Ratu Adil dan KRPK Beri Ultimatum: Ribuan Warga Blitar Siap Gelar Aksi Besar- Besaran Terkait Tambang Ilegal

Reporter : Sunyoto
Ratu Adil dan KRPK Beri Ultimatum: Ribuan Warga Blitar Siap Gelar Aksi Besar- Besaran Terkait Tambang Ilegal. (ist)

KABUPATEN BLITAR | B-news.id – Puluhan warga Kabupaten Blitar berkumpul di Pendopo Kanigoro pada Kamis (3/10) dalam sebuah audiensi dengan pejabat pemerintah Kabupaten Blitar untuk membahas dua isu yang mendesak: tambang ilegal dan program perhutanan sosial yang belum terselesaikan.

Audiensi ini dihadiri oleh berbagai organisasi seperti Komite Rakyat Pemberantas Korupsi (KRPK), Front Mahasiswa Revolusioner (FMR), Front Petani Penggarap Mataraman (FPPM), serta kelompok petani penggarap dari berbagai wilayah. 

Baca juga: Nasib Tragis Muhamad Ali Maksum, Tewas Terkena Peluru Nyasar Saat Berburu di Blitar

Ratu Adil, seorang figur yang disebut-sebut oleh warga sebagai simbol perlawanan terhadap ketidakadilan, hadir bersama KRPK untuk memberikan dorongan agar pemerintah segera menindaklanjuti masalah yang telah lama terabaikan.

Ratu Adil dan para tokoh lainnya menekankan pentingnya kejelasan mengenai status tambang ilegal yang terus beroperasi tanpa pengawasan serta pemanfaatan lahan perhutanan sosial yang seharusnya sudah dapat digunakan oleh masyarakat.

Audiensi tersebut juga dihadiri oleh Kepala Badan Perencanaan Pembangunan Daerah (Bappeda) Kabupaten Blitar, Ruli Wahyu, yang mewakili Plt Bupati Blitar.

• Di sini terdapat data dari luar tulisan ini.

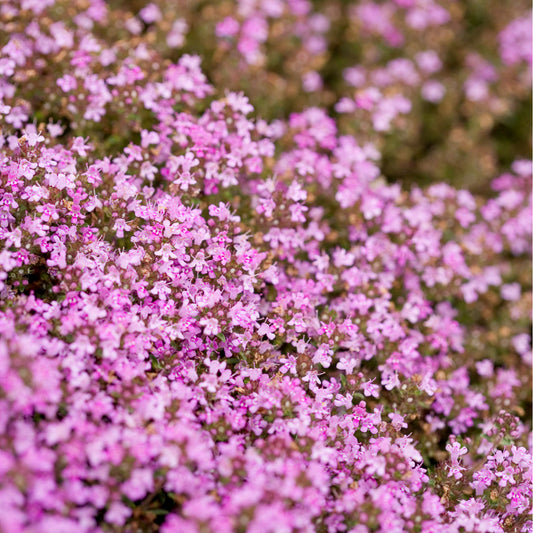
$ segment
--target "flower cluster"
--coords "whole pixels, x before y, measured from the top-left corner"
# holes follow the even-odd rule
[[[531,161],[384,173],[453,85],[406,40],[461,8],[122,4],[0,5],[0,532],[532,531]],[[477,118],[523,13],[465,58]],[[309,100],[266,120],[276,61]]]

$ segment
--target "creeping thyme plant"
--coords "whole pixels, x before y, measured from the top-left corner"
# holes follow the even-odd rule
[[[531,13],[0,2],[0,532],[528,532]]]

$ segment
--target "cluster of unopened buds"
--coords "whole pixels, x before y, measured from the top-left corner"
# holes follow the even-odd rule
[[[409,32],[455,3],[353,2],[410,57],[337,100],[345,2],[213,2],[204,40],[200,2],[116,4],[0,4],[0,533],[533,531],[532,163],[483,195],[383,175],[453,85]],[[202,60],[253,88],[276,39],[317,105],[267,120]],[[483,112],[530,41],[522,10],[466,60]]]

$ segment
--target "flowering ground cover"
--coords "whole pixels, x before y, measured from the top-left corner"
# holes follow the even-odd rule
[[[0,3],[0,532],[533,531],[531,12]]]

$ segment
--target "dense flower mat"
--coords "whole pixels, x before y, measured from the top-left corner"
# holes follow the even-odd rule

Kehadiran Ruli menjadi pengganti dari Plt Bupati Jumadi yang tengah bertugas di luar kota.

Selain Ruli, turut hadir pula pejabat dari organisasi perangkat daerah (OPD) terkait dan Dinas Kehutanan Provinsi Jawa Timur untuk mendengar dan merespon keluhan warga.

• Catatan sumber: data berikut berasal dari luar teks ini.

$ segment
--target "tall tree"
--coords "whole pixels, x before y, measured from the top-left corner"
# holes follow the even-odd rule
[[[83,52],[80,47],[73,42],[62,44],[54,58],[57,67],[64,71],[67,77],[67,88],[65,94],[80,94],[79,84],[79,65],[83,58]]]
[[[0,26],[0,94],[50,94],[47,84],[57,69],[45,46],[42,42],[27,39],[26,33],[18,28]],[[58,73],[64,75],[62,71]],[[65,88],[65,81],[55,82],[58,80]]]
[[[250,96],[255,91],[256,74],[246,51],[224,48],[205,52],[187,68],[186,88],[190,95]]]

Isu Tambang dan Kerusakan Infrastruktur

Diskusi dimulai dengan paparan dari perwakilan FMR yang menyoroti potensi besar sektor tambang yang belum dikelola dengan baik. Mereka mengungkapkan bahwa hingga kini, pendapatan daerah dari tambang di Blitar masih sangat minim.

Hanya sekitar 1,5 miliar rupiah masuk ke kas daerah selama periode 2021-2024, sedangkan biaya perbaikan jalan yang rusak akibat aktivitas tambang di sepuluh kecamatan di Blitar Utara mencapai 160 miliar rupiah.

FMR juga menekankan perlunya regulasi yang lebih ketat agar kegiatan pertambangan dapat berjalan dengan teratur tanpa merusak infrastruktur.

Lebih lanjut, Erdin Subchan dari KRPK menyampaikan kritik keras terhadap pemerintah Kabupaten Blitar yang dinilai lamban dalam menyiapkan payung hukum terkait operasional tambang.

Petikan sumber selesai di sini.